Ignoring the big, hackable elephant in the room
There is a key issue that no consumer and small office network equipment vendor has addressed following reports such as the one from Fraunhofer FKIE.
Even though they might regard a certain router as “end-of-life”, these devices remain widely in use long after security patches for them stop.
That’s even if end users install the patches at all since flashing firmware can be a fairly technical task.
Neither the equipment manufacturers nor the retailers and Internet service providers who carry their products inform buyers when a device will reach end-of-support, and stop receiving security updates.
Internet service providers do not offer an upgrade path for broadband routers. It is also not typical for an Internet service provider to take responsibility for ensuring that their clients’ Internet gateways are updated with the latest firmware.

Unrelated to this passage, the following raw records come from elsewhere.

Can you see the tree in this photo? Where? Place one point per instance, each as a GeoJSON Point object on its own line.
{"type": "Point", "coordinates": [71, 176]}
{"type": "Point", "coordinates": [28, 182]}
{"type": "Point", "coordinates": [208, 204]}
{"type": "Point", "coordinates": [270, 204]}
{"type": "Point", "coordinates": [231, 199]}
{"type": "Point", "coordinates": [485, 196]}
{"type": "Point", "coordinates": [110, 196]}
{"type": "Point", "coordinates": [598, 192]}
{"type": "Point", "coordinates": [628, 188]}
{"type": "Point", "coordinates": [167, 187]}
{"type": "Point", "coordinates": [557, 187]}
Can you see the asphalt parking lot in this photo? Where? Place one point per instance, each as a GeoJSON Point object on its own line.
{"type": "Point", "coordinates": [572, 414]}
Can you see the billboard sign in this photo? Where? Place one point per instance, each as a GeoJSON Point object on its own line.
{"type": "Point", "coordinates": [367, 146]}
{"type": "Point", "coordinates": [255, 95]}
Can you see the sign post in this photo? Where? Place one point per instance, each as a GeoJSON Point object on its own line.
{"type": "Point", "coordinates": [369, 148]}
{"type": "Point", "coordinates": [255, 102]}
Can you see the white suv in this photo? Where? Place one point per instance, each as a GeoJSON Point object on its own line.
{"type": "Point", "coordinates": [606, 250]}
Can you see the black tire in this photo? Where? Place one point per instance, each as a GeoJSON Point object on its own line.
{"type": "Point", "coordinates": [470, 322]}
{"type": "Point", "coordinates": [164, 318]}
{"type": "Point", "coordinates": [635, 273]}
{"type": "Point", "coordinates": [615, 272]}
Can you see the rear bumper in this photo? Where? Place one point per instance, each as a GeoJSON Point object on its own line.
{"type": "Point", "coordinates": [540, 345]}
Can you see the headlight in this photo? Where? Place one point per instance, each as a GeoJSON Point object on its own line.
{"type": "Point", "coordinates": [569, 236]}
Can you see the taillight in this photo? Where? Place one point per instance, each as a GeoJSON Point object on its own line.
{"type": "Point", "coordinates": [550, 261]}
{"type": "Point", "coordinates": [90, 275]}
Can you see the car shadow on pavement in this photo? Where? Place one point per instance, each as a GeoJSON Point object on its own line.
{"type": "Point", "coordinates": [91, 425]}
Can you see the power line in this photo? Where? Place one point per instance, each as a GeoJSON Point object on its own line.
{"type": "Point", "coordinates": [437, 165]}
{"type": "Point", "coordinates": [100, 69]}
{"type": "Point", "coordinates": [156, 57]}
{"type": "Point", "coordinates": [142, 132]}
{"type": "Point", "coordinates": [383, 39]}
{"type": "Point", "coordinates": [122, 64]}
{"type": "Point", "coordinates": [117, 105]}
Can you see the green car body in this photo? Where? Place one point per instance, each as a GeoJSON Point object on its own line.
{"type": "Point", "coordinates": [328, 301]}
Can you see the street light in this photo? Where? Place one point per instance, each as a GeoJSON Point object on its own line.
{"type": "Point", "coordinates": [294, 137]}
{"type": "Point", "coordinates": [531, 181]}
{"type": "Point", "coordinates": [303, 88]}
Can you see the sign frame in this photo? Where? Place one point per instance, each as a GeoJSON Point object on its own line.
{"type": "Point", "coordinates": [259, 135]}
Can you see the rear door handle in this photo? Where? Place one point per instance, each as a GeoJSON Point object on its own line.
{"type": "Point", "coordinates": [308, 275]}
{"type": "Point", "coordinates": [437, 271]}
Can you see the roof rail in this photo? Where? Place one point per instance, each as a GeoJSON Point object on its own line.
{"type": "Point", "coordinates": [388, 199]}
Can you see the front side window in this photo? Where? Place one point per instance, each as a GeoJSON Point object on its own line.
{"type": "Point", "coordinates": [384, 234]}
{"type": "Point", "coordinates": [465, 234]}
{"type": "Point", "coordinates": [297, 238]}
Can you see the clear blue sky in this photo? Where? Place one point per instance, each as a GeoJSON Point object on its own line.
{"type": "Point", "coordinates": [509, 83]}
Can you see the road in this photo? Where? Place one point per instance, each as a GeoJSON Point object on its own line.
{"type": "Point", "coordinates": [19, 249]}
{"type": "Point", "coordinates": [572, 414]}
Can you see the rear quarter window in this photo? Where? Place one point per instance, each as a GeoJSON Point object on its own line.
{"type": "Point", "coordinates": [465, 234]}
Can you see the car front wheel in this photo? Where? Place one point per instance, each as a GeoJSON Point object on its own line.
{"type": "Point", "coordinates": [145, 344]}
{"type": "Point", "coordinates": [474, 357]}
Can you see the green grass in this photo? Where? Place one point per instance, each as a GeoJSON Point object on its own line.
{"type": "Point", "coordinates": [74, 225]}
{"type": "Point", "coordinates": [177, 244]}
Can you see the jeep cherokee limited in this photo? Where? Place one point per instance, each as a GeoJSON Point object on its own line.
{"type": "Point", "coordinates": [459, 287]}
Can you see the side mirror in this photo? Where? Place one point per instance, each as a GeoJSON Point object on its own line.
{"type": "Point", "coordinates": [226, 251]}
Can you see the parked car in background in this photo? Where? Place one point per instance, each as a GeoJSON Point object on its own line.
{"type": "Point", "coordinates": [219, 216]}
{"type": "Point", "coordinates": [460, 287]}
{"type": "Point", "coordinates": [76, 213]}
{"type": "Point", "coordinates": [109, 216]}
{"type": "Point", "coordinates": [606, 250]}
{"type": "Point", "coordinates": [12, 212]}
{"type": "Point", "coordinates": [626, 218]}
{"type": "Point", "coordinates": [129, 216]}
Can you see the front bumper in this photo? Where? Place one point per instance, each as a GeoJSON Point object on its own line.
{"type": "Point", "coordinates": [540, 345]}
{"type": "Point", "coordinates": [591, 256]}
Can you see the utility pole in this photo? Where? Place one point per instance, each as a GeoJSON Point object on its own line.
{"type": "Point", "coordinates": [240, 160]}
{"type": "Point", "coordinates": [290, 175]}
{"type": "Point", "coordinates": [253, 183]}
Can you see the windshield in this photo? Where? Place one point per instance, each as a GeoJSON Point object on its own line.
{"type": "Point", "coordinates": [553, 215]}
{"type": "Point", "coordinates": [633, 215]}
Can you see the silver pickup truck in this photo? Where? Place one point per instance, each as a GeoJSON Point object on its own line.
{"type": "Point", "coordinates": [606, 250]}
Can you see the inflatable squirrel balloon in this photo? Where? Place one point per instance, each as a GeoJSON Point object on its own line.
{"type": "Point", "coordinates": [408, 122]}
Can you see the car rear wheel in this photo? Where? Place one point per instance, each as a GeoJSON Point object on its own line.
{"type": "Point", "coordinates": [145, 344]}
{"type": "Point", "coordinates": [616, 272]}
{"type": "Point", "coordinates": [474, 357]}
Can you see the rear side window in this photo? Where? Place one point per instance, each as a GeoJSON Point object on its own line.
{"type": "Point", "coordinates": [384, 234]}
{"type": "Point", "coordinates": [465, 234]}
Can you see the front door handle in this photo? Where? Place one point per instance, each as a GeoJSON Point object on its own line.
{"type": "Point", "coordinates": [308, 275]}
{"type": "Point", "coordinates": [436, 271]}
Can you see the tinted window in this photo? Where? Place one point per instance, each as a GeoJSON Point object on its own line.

This reckless laissez-faire attitude from vendors and service providers towards essential and widely distributed Internet equipment, like broadband routers, has sown fields of insecure devices that are ripe for the next Mirai to harvest.
Examining the Zyxel SBG3300 Internet gateway
As a spot-check of Fraunhofer FKIE’s findings, I was able to examine a Zyxel SBG3300 small office/home office VDSL/ADSL2+ combo router.
This device has been widely supplied by Internet service providers and retailers in South Africa and remains in use by DSL subscribers who have upgraded to fibre.
It is running version V1.01(AAZZ.1)C0 of Zyxel’s firmware for the device. There is no mechanism to automatically upgrade the firmware of the device. Non-technical users would somehow have to find the latest firmware on the Zyxel website and manually upgrade the router should they wish to ensure they have the latest security patches installed.
Firstly, when attempting to connect to the router using Secure Shell (SSH), it gives an error showing that the version of SSH on the router uses outdated encryption — already a sign that the operating system on the router is very old.
It is necessary to override more modern versions of SSH to allow insecure algorithms, as follows:
ssh -oKexAlgorithms=+diffie-hellman-group1-sha1 -c 3des-cbc [email protected]
Once connected to the router, it was possible to run
cat /proc/version, which shows that the Zyxel SBG3300 at my disposal ran on version 2.6.30 of the Linux kernel.
Linux 2.6.30 was originally released in June 2009 and was supported until October 2009.
The number of known vulnerabilities for Linux 2.6.30 listed in the Common Vulnerabilities and Exposures (CVE) database has increased dramatically — from 2 in 2016 to 92 in 2019.
Although most of the serious vulnerabilities for Linux versions 2.6.30 and earlier don’t involve anything more serious than allowing an attacker to crash your router, there are still a handful of vulnerabilities that could allow an attacker to take over the device, including remote code execution.
The latter is of particular concern, as there is a Metasploit implementation of CVE-2009-2692 available, which may make it easier for attackers to exploit the vulnerability in routers and other devices still running extremely old versions of the Linux kernel.